Wednesday, April 22, 2009
No Comprende, It's a Riddle
I know, I know. It's math, right? So I'm not surprised that it has recently come to light that the original 1868 survey of the Four Corners – the only place in the United States where four state boundaries come together – is off by 2.5 miles.
According to readings by the National Geodetic Survey, today's official marker is supposed to sit at blah-blah-blah W longitude and yada-yada-yada N latitude. But according to three different Internet sites for distance calculations (including an FCC site and GPS visualizer) the really real readings actually stand at yeah-yeah-yeah; alrighty-then; and whatever-man-I-believe-you miles.
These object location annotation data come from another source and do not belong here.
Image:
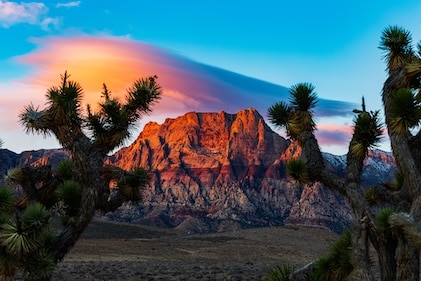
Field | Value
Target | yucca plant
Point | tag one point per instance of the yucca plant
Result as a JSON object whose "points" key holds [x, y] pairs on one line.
{"points": [[76, 188], [297, 116], [367, 133]]}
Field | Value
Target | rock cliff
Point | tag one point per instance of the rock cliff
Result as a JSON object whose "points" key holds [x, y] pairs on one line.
{"points": [[220, 171]]}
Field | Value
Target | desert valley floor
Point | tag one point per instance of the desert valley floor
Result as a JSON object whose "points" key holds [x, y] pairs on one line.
{"points": [[113, 251]]}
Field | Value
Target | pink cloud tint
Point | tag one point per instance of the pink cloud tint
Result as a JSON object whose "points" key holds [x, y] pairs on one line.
{"points": [[333, 134], [187, 85]]}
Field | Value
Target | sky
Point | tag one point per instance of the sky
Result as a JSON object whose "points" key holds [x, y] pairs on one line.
{"points": [[208, 56]]}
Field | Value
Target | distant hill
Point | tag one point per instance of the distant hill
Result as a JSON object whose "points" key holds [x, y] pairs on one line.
{"points": [[220, 171]]}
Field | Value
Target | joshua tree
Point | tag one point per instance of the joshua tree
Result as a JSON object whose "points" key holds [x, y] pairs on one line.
{"points": [[32, 240], [393, 231]]}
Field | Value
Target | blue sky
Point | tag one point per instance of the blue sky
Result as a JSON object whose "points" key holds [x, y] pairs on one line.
{"points": [[210, 55]]}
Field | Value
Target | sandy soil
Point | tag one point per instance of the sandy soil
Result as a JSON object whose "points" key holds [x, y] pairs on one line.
{"points": [[112, 251]]}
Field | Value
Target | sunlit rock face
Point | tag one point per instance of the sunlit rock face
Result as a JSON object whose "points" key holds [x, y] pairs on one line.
{"points": [[221, 171]]}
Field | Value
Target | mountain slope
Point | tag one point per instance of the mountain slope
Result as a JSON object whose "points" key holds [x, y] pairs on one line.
{"points": [[214, 171], [220, 171]]}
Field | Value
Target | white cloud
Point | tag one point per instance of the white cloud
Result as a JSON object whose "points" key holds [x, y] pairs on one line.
{"points": [[69, 4], [12, 13]]}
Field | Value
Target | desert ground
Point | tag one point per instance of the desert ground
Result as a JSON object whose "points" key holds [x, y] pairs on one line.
{"points": [[115, 251]]}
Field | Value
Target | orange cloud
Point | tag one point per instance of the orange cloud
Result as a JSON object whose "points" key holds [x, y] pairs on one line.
{"points": [[118, 62]]}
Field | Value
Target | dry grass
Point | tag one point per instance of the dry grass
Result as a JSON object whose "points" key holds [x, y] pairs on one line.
{"points": [[113, 251]]}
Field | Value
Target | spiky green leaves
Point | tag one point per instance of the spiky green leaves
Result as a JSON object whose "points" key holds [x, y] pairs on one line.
{"points": [[110, 126], [130, 185], [34, 120], [405, 111], [297, 116], [297, 169], [367, 133], [396, 44], [280, 113], [22, 235], [65, 101], [141, 96]]}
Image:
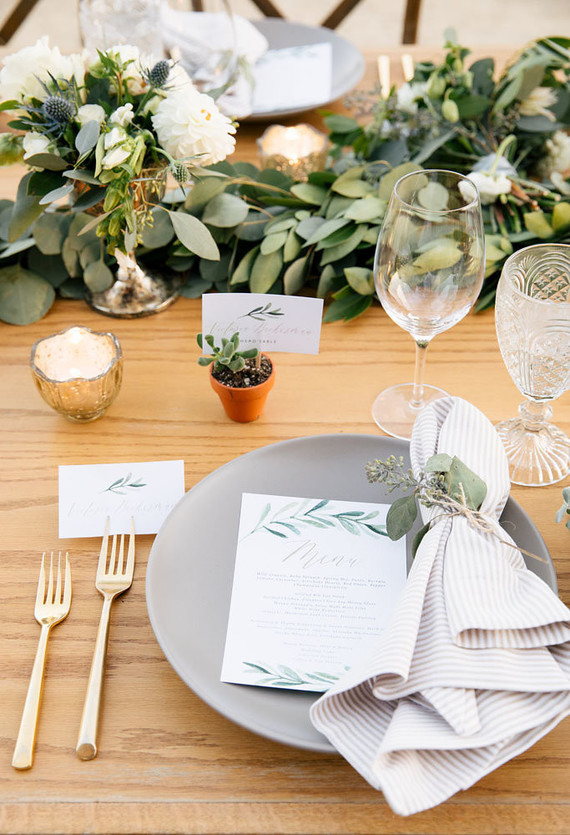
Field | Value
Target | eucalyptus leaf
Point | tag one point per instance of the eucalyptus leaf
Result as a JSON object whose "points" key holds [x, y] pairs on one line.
{"points": [[24, 296], [439, 463], [56, 194], [98, 277], [194, 235], [417, 540], [243, 270], [87, 137], [292, 246], [360, 279], [271, 243], [366, 209], [401, 517], [265, 272], [225, 210], [50, 230], [461, 482], [159, 232], [18, 246], [294, 276]]}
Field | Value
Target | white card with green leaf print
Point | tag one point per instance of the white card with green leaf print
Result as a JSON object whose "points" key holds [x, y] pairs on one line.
{"points": [[315, 582]]}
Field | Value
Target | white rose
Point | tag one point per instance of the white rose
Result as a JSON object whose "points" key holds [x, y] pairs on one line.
{"points": [[23, 71], [115, 137], [408, 94], [115, 157], [189, 124], [122, 116], [490, 185], [90, 113], [538, 102], [35, 143]]}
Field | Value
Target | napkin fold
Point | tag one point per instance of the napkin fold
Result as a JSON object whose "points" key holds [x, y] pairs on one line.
{"points": [[474, 666], [205, 43]]}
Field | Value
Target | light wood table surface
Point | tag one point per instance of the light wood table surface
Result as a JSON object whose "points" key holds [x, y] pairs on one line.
{"points": [[168, 762]]}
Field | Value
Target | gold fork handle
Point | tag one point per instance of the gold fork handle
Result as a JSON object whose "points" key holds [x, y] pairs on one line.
{"points": [[24, 750], [86, 747]]}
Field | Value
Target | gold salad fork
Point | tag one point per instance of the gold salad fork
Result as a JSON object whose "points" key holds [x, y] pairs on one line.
{"points": [[111, 580], [52, 606]]}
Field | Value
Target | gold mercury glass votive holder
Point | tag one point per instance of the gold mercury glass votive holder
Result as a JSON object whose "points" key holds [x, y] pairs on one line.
{"points": [[78, 372], [296, 151]]}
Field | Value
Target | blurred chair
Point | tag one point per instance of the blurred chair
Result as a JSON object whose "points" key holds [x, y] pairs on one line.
{"points": [[409, 33]]}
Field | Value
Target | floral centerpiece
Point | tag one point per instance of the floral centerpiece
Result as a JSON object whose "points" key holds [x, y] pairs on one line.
{"points": [[508, 133], [104, 133]]}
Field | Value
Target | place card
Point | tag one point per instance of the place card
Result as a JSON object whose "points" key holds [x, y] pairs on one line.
{"points": [[293, 77], [89, 493], [264, 321], [315, 582]]}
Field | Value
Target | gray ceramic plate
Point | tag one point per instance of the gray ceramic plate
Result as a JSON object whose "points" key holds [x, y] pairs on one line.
{"points": [[348, 63], [190, 571]]}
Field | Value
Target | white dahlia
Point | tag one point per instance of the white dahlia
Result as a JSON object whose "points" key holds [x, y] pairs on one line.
{"points": [[23, 71], [188, 124]]}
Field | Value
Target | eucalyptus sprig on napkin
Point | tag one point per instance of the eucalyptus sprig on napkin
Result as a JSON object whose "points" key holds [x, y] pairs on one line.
{"points": [[446, 482]]}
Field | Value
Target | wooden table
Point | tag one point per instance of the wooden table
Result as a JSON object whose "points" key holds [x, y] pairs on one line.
{"points": [[167, 761]]}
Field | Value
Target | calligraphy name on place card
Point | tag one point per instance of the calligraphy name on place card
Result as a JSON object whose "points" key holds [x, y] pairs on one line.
{"points": [[314, 584], [267, 322], [145, 491]]}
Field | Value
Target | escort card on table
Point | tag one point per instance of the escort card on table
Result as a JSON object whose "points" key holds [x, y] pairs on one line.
{"points": [[267, 322], [315, 582], [145, 491]]}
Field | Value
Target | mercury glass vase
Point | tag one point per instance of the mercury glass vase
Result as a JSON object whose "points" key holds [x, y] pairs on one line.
{"points": [[532, 315], [138, 292]]}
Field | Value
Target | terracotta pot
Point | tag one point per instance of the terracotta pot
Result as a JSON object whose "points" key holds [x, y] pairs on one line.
{"points": [[243, 404]]}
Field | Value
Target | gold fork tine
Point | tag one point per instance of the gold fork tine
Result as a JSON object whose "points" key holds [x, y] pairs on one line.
{"points": [[57, 598], [67, 584], [41, 592], [48, 612], [49, 596], [131, 553], [111, 582], [103, 553]]}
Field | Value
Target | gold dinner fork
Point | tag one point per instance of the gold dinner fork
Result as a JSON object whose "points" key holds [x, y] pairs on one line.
{"points": [[52, 606], [111, 580]]}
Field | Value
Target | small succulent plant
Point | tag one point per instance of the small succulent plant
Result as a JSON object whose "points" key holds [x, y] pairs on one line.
{"points": [[227, 355]]}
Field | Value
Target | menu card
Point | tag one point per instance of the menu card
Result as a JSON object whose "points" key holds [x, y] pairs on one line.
{"points": [[315, 582], [296, 76]]}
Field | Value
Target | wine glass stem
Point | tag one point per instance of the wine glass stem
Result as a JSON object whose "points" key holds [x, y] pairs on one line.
{"points": [[418, 391]]}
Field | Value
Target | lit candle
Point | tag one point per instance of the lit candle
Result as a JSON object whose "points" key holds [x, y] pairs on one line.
{"points": [[296, 151], [78, 372]]}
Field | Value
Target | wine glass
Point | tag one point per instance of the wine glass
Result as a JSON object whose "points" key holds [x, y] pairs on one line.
{"points": [[428, 272], [532, 316]]}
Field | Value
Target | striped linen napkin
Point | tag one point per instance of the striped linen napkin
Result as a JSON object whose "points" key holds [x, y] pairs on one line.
{"points": [[474, 666]]}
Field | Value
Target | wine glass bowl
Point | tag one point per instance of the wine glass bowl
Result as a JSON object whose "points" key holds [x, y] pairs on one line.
{"points": [[532, 315], [428, 272]]}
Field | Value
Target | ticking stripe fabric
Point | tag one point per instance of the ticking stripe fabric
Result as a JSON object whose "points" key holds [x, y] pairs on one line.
{"points": [[474, 666]]}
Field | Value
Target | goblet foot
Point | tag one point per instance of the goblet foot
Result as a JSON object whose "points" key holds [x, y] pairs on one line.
{"points": [[394, 410], [536, 456], [136, 292]]}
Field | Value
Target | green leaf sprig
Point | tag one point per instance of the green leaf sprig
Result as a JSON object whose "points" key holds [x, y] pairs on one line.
{"points": [[227, 355], [446, 482]]}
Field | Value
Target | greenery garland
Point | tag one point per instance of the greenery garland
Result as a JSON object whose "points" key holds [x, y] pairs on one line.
{"points": [[281, 236]]}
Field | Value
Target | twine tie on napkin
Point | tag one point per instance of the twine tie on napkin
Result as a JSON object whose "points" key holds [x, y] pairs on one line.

Then, most likely thanks to all that Red Bull and Doritoes he's spent years consuming down in his parents' basement, some smarty-pants member of the Utah Association of Geocachers used two other Internet sites, Google Earth and the Great Circle Calculator, resulting in a definite determination of a 2.5 mile miscalculation.
Makes you wonder what else we've miscalculated over the past couple hundred years, right? Then again, I'm not really surprised we got it wrong. It's a wonder we could even locate our own feet in 1868, much less anything else using, what, a pencil, piece of paper, and our fingers? Okay, so maybe an abacus was involved there somewhere.
Or maybe, just maybe, the original survey had someone like me along:
Intrepid U.S. Geologic Surveyor Dude #1: Okay, guys, I know it's late and we're all tired, but let's check these calculations one more time. Future generations are counting on us to get this right.
Intrepid U.S. Geologic Surveyor Dude #2: Hey, Moi! (whistles). Get back here and get with the program. We don't need you getting lost again.
Moi: Oh, come on. This is way too hard, and I just broke a nail. How do we know any of these number thingees are correct anyway? Calculators haven't even been invented yet. What do you say we just mark this spot right here, call it a day, and go pound down some brewskies at Ye Olde Tavern down the road? I'm buying.
Still, what to do? There is hardly a family in America that doesn't have tucked away somewhere in an album or fraying cardboard box, a photo of themselves frolicking on the official Four Corners Monument.
Therefore, according to an article in Desert News:
"There's little chance of moving the monument, especially because millions of dollars have been spent to improve it and because the current state lines have been firmly established now for 110 years."
There you go, folks. Commerce first.